Redacción | Activo$ Bolivia
Decir “garantizamos el abastecimiento” cuando hay colas, reclamos y señales claras de escasez ya no convence a nadie. Menos cuando se repite el mismo discurso del gobierno anterior, mientras la realidad energética del país va en otra dirección.
El analista y experto en energía e hidrocarburos, Álvaro Ríos, lanzó la advertencia de que, en 2026, la demanda de Gas Licuado de Petróleo (GLP) podría superar la oferta nacional, especialmente en los meses de invierno. Y cuando eso pase, Bolivia no tendrá otra opción que importar.
“Este 2026, Bolivia va a comenzar a necesitar importar GLP, sobre todo en invierno”, explicó Ríos en una entrevista con Red UNO. Durante el verano, cuando el consumo baja, la producción nacional todavía alcanza. Pero esa ventana se está cerrando rápidamente.
¿Las razones? Menor producción, un subsidio que ya no resiste indefinidamente y un contrabando que se ha diversificado. Según Ríos, las mafias que antes se enfocaban en diésel y gasolina ahora han puesto la mira en el GLP, aprovechando precios internos bajos y controles débiles en frontera.
“El subsidio al GLP no se ha quitado, pero en algún momento tendrá que hacerlo. Mientras tanto, hay que actuar ya”, sostiene el analista. Y plantea dos medidas urgentes: reforzar de manera contundente los controles fronterizos y preparar toda la logística necesaria para importar GLP.
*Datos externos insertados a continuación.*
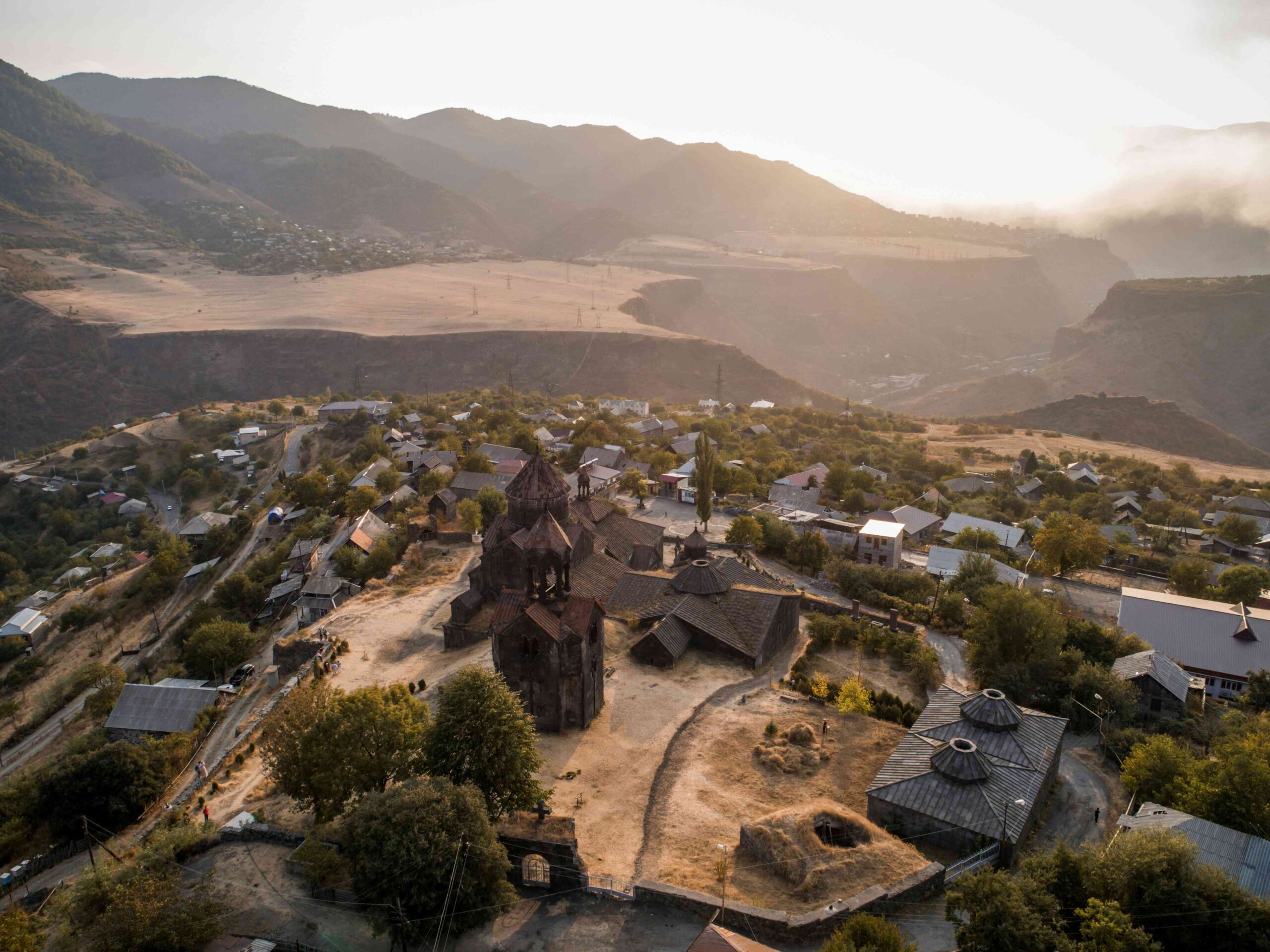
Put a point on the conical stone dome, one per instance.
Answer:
(960, 761)
(538, 488)
(700, 578)
(992, 711)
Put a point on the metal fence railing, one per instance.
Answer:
(976, 861)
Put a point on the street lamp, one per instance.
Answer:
(723, 907)
(1005, 819)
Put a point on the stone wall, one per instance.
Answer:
(806, 928)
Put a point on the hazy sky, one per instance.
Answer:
(908, 102)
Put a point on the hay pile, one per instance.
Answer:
(795, 751)
(788, 843)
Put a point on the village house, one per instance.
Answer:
(246, 436)
(172, 706)
(881, 544)
(1030, 490)
(920, 526)
(1010, 537)
(718, 605)
(321, 596)
(28, 625)
(944, 563)
(444, 506)
(1164, 687)
(1244, 858)
(959, 775)
(466, 485)
(378, 410)
(968, 484)
(197, 528)
(1218, 641)
(688, 444)
(636, 408)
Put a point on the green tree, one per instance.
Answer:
(976, 540)
(21, 932)
(1189, 576)
(1016, 641)
(483, 735)
(388, 480)
(977, 573)
(477, 462)
(810, 551)
(868, 933)
(492, 503)
(1067, 542)
(1105, 928)
(359, 501)
(854, 697)
(702, 478)
(470, 514)
(1239, 530)
(1242, 583)
(1159, 769)
(995, 913)
(216, 648)
(128, 909)
(403, 846)
(745, 531)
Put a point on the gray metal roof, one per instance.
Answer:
(1196, 633)
(1241, 856)
(1009, 536)
(945, 563)
(1156, 666)
(159, 709)
(1016, 762)
(915, 519)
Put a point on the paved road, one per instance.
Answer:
(162, 501)
(291, 455)
(1080, 791)
(1095, 603)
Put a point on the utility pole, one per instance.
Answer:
(89, 838)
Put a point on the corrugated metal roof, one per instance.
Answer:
(159, 709)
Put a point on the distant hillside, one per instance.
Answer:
(330, 188)
(1198, 342)
(1157, 424)
(215, 107)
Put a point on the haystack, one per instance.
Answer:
(795, 751)
(801, 841)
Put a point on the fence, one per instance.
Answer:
(976, 861)
(609, 887)
(46, 861)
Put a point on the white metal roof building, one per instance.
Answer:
(1216, 640)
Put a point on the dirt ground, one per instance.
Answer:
(618, 756)
(412, 299)
(878, 672)
(719, 785)
(263, 898)
(942, 444)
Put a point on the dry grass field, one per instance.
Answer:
(414, 299)
(888, 247)
(719, 783)
(943, 441)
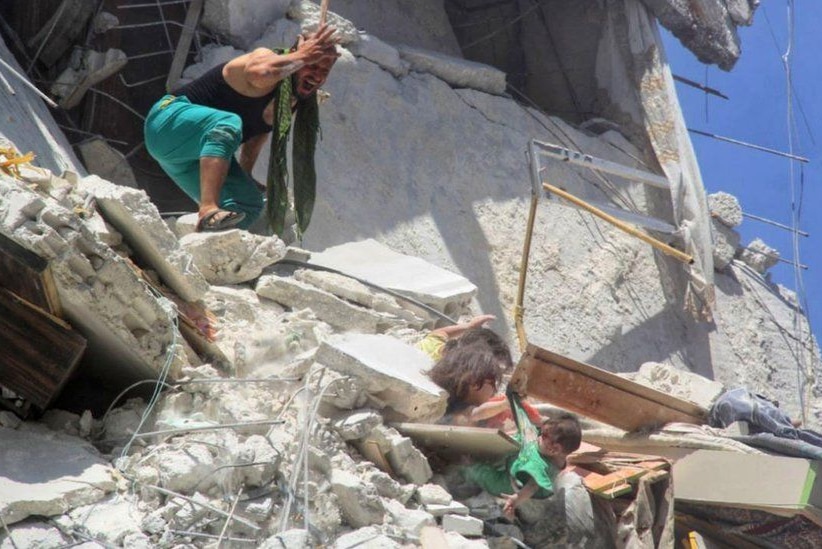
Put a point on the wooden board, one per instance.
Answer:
(39, 351)
(597, 394)
(452, 439)
(28, 275)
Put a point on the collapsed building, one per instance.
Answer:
(289, 386)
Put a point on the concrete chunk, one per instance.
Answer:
(411, 276)
(48, 474)
(132, 213)
(328, 307)
(459, 73)
(390, 370)
(232, 257)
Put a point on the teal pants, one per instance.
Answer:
(178, 133)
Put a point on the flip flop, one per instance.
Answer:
(211, 223)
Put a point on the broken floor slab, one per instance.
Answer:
(369, 260)
(132, 213)
(391, 371)
(459, 73)
(48, 474)
(131, 333)
(232, 257)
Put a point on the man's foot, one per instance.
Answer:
(219, 220)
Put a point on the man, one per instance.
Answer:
(195, 133)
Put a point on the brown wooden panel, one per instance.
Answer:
(28, 275)
(600, 395)
(39, 351)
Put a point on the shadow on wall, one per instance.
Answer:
(653, 341)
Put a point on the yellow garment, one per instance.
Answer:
(432, 345)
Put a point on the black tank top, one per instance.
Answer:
(213, 91)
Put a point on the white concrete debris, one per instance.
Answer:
(467, 526)
(328, 307)
(459, 73)
(680, 383)
(234, 256)
(242, 23)
(759, 256)
(390, 370)
(360, 504)
(369, 260)
(433, 494)
(357, 424)
(365, 538)
(136, 217)
(410, 520)
(725, 208)
(102, 296)
(48, 474)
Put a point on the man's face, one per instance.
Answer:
(311, 77)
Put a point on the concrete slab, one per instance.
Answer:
(132, 213)
(390, 370)
(411, 276)
(48, 474)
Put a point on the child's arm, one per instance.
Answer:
(513, 501)
(450, 332)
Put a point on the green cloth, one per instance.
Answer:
(306, 128)
(528, 463)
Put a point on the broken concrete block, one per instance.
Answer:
(242, 23)
(103, 160)
(453, 508)
(136, 217)
(48, 475)
(352, 290)
(391, 370)
(410, 520)
(386, 56)
(296, 538)
(357, 424)
(759, 256)
(725, 208)
(130, 331)
(32, 535)
(359, 503)
(328, 308)
(369, 260)
(87, 68)
(433, 494)
(726, 242)
(232, 257)
(459, 73)
(464, 525)
(365, 538)
(680, 383)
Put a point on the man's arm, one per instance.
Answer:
(250, 150)
(266, 68)
(450, 332)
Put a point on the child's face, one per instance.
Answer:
(480, 394)
(547, 446)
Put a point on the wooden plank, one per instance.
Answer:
(28, 275)
(452, 439)
(40, 351)
(600, 395)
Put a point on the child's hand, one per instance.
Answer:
(511, 501)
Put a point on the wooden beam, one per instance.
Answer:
(40, 351)
(28, 275)
(597, 394)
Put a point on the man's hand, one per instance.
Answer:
(319, 45)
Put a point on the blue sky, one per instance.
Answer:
(757, 112)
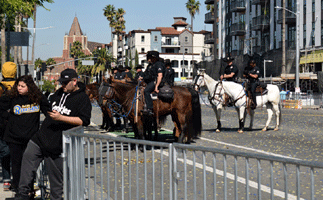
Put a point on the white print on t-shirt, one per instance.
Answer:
(61, 108)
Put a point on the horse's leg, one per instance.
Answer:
(217, 110)
(252, 116)
(270, 112)
(276, 110)
(241, 117)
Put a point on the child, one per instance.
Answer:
(24, 102)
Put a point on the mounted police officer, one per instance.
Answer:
(153, 77)
(231, 71)
(139, 72)
(119, 75)
(127, 72)
(169, 73)
(252, 73)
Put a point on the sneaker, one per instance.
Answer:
(6, 186)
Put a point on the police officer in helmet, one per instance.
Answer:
(252, 73)
(153, 76)
(169, 73)
(231, 71)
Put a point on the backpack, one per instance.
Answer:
(166, 93)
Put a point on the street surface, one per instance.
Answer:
(300, 137)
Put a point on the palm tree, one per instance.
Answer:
(119, 25)
(50, 61)
(193, 7)
(109, 12)
(38, 63)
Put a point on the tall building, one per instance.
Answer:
(182, 46)
(249, 27)
(75, 34)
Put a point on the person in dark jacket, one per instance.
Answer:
(231, 71)
(139, 72)
(71, 107)
(127, 72)
(153, 73)
(24, 102)
(119, 75)
(169, 73)
(252, 74)
(9, 73)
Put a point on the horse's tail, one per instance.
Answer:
(280, 112)
(196, 119)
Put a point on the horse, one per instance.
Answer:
(185, 109)
(237, 93)
(92, 90)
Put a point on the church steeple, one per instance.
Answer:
(75, 28)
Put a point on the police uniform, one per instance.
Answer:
(129, 74)
(119, 75)
(169, 74)
(253, 82)
(150, 76)
(228, 70)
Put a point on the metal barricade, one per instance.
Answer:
(106, 167)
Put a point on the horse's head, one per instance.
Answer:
(199, 79)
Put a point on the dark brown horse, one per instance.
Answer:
(107, 119)
(185, 109)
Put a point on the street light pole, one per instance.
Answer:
(265, 68)
(297, 88)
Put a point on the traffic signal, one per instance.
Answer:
(76, 62)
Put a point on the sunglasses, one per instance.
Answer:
(65, 82)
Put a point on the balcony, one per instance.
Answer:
(209, 2)
(290, 17)
(209, 18)
(260, 23)
(259, 2)
(236, 52)
(238, 6)
(261, 48)
(238, 29)
(171, 44)
(288, 44)
(209, 39)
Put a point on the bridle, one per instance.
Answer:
(217, 96)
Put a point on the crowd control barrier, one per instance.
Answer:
(106, 167)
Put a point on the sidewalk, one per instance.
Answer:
(5, 195)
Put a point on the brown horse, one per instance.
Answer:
(107, 119)
(185, 109)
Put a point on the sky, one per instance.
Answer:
(140, 14)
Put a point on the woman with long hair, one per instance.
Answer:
(24, 103)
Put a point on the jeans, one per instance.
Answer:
(5, 160)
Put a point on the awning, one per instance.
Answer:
(314, 57)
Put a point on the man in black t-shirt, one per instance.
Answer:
(169, 73)
(139, 72)
(252, 74)
(154, 72)
(231, 71)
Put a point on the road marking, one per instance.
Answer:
(247, 148)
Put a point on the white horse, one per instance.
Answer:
(237, 93)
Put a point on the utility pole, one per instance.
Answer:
(283, 39)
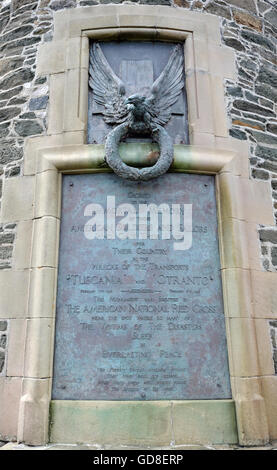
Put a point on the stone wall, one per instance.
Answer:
(248, 26)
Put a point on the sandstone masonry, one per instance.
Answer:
(248, 26)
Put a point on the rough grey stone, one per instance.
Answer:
(268, 165)
(28, 116)
(9, 113)
(20, 3)
(258, 39)
(268, 235)
(27, 127)
(253, 116)
(248, 5)
(251, 107)
(234, 43)
(267, 75)
(40, 80)
(249, 96)
(237, 134)
(6, 252)
(12, 63)
(263, 138)
(9, 153)
(3, 341)
(10, 93)
(248, 123)
(5, 265)
(38, 103)
(14, 171)
(88, 3)
(2, 360)
(14, 79)
(7, 237)
(271, 16)
(4, 129)
(16, 33)
(244, 75)
(3, 325)
(235, 91)
(16, 47)
(60, 4)
(274, 184)
(266, 91)
(266, 103)
(264, 250)
(249, 64)
(260, 174)
(218, 10)
(271, 127)
(274, 262)
(17, 101)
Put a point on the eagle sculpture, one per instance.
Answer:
(136, 114)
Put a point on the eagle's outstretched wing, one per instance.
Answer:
(108, 89)
(166, 89)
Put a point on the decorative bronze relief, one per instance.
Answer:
(136, 115)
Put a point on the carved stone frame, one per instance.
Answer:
(212, 151)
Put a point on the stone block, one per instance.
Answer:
(13, 282)
(22, 253)
(45, 242)
(251, 413)
(18, 199)
(234, 244)
(33, 419)
(264, 294)
(125, 423)
(10, 390)
(48, 194)
(16, 347)
(204, 422)
(56, 103)
(42, 293)
(237, 290)
(244, 361)
(38, 351)
(269, 388)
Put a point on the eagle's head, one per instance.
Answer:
(135, 100)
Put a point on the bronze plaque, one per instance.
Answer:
(139, 305)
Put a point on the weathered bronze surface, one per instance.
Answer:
(136, 319)
(139, 115)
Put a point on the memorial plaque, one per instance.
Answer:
(139, 304)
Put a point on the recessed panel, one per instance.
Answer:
(139, 305)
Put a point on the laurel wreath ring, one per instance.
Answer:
(114, 161)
Cuando habla de reforzar controles, Ríos no es ambiguo y propone militarizar los cruces fronterizos para evitar que las garrafas salgan del país de forma ilegal. “Nos imaginamos que una mayor cantidad de GLP está saliendo por nuestras fronteras de contrabando”, advirtió.
El mensaje es que si no se toman medidas preventivas ahora, el país podría enfrentar problemas serios de abastecimiento en el corto plazo. Y entonces ya no bastarán las frases repetidas ni los comunicados oficiales. La demanda no espera, y la energía tampoco.
Bolivia aún está a tiempo de anticiparse. Pero eso implica dejar el discurso y pasar a la acción.